Evaluating speech recognition isn’t just about counting word mistakes. It’s about understanding how those mistakes happen, which ones matter, and how they affect the people relying on the model’s output. A misheard filler word might be harmless, but a misheard medication name can change the course of care.

This piece walks through how evaluation can evolve beyond word error rate, grounded in peer-reviewed research and practical examples. It’s a story about better alignment, reproducible analysis, and what it takes to make ASR evaluation truly meaningful.

Limitations of word error rate

Today’s evaluation of automatic speech recognition (ASR) systems remains largely confined to comparisons based on word error rate (WER). The most frequently cited benchmark for both open-source and proprietary speech recognition models - the Hugging Face ASR leaderboard - ranks models by their average word error rate across eight datasets. A closer examination of the underlying technical reports for the top five entries reveals occasional use of downstream task evaluations, hallucination robustness, and character error rate (CER) as supplementary metrics. Is this rather limited evaluation toolkit a problem?

The word error rate is undoubtedly a useful summary metric, providing a rough estimate of how frequently words are likely to be misrecognized, but it also has significant limitations. Yet its dominance has shaped how progress in speech recognition is defined, often prioritizing score improvements over comprehension. Word error rate improvements don't always translate to better user experiences. This is especially critical in domains like healthcare, where even a single misheard phrase can have serious consequences, while another may be entirely redundant.

Word error rate is calculated by finding the minimum number of single-word edit operations it takes to convert a reference transcript to a model-generated transcript, and then divide by the total number of words in the reference. The edit operations include insertions, deletions, and substitutions - an edit distance measure known as the Levenshtein distance. The fact that this distance measure treats words as indivisible units is a root cause of many pitfalls associated with the word error rate metric. We’ll explore these in further detail below.

  • Conventions: In English, many common words and phrases have contracted and informal forms that make writing more concise. Human transcribers often favor these shortcuts. For example, a person might write “I’m kinda ok,” while a speech recognition model might transcribe the same sentence as “I am kind of okay. Although the sentences are semantically equivalent, the word error rate clocks-in at 167%.
  • Exaggeration: The example above also highlights another limitation. The contraction “I’m” and the informal “kinda” require multiple edits to correct. Other errors that replace a single word with multiple words might of course be more severe than the ones exemplified here.

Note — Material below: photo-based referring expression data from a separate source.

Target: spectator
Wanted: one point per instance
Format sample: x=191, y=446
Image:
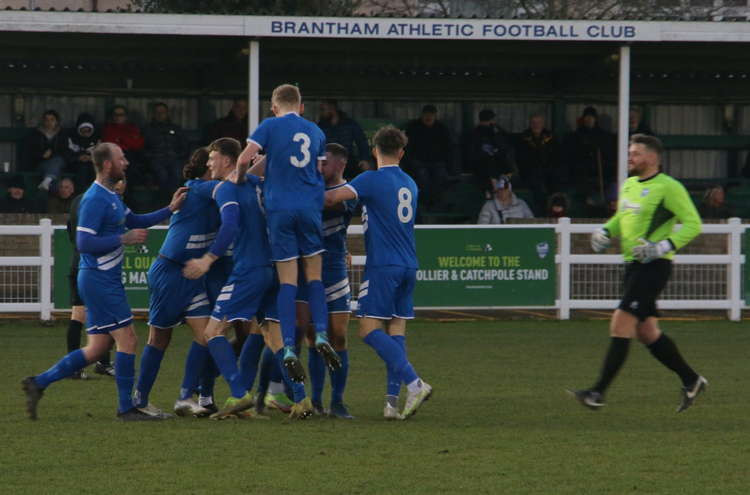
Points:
x=342, y=129
x=491, y=153
x=636, y=124
x=428, y=154
x=714, y=204
x=45, y=149
x=538, y=162
x=166, y=149
x=16, y=201
x=504, y=205
x=590, y=152
x=61, y=196
x=81, y=141
x=558, y=206
x=234, y=125
x=129, y=138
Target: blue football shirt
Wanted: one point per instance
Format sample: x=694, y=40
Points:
x=102, y=213
x=389, y=203
x=193, y=227
x=293, y=146
x=251, y=247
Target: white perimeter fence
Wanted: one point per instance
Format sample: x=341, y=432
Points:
x=585, y=281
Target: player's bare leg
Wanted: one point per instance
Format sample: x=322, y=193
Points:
x=319, y=309
x=665, y=351
x=288, y=274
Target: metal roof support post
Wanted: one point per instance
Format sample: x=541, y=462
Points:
x=253, y=97
x=623, y=115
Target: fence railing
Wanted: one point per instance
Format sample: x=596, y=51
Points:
x=585, y=281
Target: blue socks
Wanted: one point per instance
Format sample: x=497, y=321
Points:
x=338, y=378
x=249, y=358
x=393, y=355
x=393, y=386
x=317, y=368
x=316, y=296
x=65, y=367
x=287, y=309
x=124, y=377
x=194, y=363
x=223, y=354
x=150, y=364
x=298, y=389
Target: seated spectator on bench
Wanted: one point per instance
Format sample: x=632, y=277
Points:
x=61, y=196
x=714, y=204
x=45, y=149
x=16, y=201
x=81, y=141
x=504, y=205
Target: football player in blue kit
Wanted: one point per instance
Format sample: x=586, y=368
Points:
x=101, y=235
x=174, y=298
x=293, y=199
x=251, y=287
x=338, y=293
x=389, y=201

However, consistently doubling the penalty for these errors is a crude simplification.
  • Importance: The word error rate does not account for the severity of individual errors nor the relative importance of specific words. If we consider a medical application, unproblematic errors like the ones discussed above will still be penalized hard, while mistaking hydroxyzine (an antihistamine) for hydralazine (a blood pressure medication) will be penalized less, although the latter could have serious consequences.
  • Interpretation: It’s tempting to interpret the word error rate as the relative frequency of misrecognized words, but this can be misleading. A word error rate of 20% does not necessarily mean that one in five words were misspelled. First off, the exaggeration issue discussed above is a common source of inflation. Second, a model may in fact transcribe all spoken words correctly, yet still be penalized for outputting words that were never spoken - so-called hallucinations.

These limitations do not go to show that we should abandon word error rate altogether. 

But they do highlight that, to better understand transcription errors and select the best model for a given application, we need to examine errors more closely. A crucial first step is the ability to accurately capture how a model transcribed individual words.

Unfortunately, the current best-practice for computing such alignments relies on the Levenshtein-based edit operations introduced above. In the following sections, we first outline why this approach is insufficient. We then introduce a novel alignment algorithm and demonstrate how alignment can help us dissect speech recognition performance.

Shortcomings of conventional alignment

Let’s begin by considering what the ideal alignments should look like. Our primary goal is to answer questions such as, “How was each instance of hydralazine spelled?” To achieve this, we need a single alignment operation for every word in the reference transcript. At the same time, we want the flexibility to align a single reference word with multiple or partial words in the model transcript.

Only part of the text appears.